A piece of our heart


October/November 1976

From “Pharmacology and the Brain”: Since ancient times, drugs have been used to restore mental health or explore the mind. It is said that on the way back to Troy, Doctor Homer, Polydama, presented Menelaus and Helen with “a medicine to fight grief and anger, a medicine to survive in despair.” The number of puzzling drugs available today is countless. Some have changed the process of medical practice; others have changed the structure of our society. Many drugs have greater specificity of action and fewer side effects than ever before. The development of such drugs parallels our increased understanding of how drugs work at the molecular level to change behavior.
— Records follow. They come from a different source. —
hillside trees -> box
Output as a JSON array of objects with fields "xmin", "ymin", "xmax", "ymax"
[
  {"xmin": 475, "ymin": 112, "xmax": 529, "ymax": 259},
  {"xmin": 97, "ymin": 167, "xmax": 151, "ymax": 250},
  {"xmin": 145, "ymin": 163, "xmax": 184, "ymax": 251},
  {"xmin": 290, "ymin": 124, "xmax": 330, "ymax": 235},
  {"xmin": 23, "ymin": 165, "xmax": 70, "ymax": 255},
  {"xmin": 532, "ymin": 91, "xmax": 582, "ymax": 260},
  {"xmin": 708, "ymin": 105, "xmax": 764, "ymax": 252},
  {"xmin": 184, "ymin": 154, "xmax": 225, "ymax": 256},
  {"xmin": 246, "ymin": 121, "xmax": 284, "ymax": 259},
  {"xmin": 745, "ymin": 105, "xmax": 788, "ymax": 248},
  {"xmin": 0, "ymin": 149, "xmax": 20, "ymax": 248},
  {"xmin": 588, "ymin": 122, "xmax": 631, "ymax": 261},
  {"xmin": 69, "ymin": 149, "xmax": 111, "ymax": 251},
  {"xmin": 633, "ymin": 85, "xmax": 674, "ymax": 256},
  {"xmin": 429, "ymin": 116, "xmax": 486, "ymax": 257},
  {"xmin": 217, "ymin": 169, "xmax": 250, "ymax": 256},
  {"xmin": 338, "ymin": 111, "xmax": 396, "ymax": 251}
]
In this regard, one of the most fruitful research methods involves studying how nerve cells communicate with other cells in the body, and how various drugs change this communication.

May/June 1987

From “Designing Computers That Think Our Way”: Neuroscientists have realized that the structure of the brain is at the core of its function. Individual neurons are not smart by themselves, but when they are connected to each other, they become very smart. The problem is that no one knows how they did it. Neurons are not very fast: When sending electrochemical information to other neurons, they are 100,000 times slower than a typical computer switch. But the lack of speed in our brains, they make up for in what is sometimes called “wetware”. The brain contains 10 billion to 1 trillion neurons, and each neuron may be connected to 1,000 to 100,000 other neurons. If this huge network of interconnected neurons forms a huge collective conspiracy we call thoughts, perhaps a huge interconnected network of mechanical switches can create thinking machines.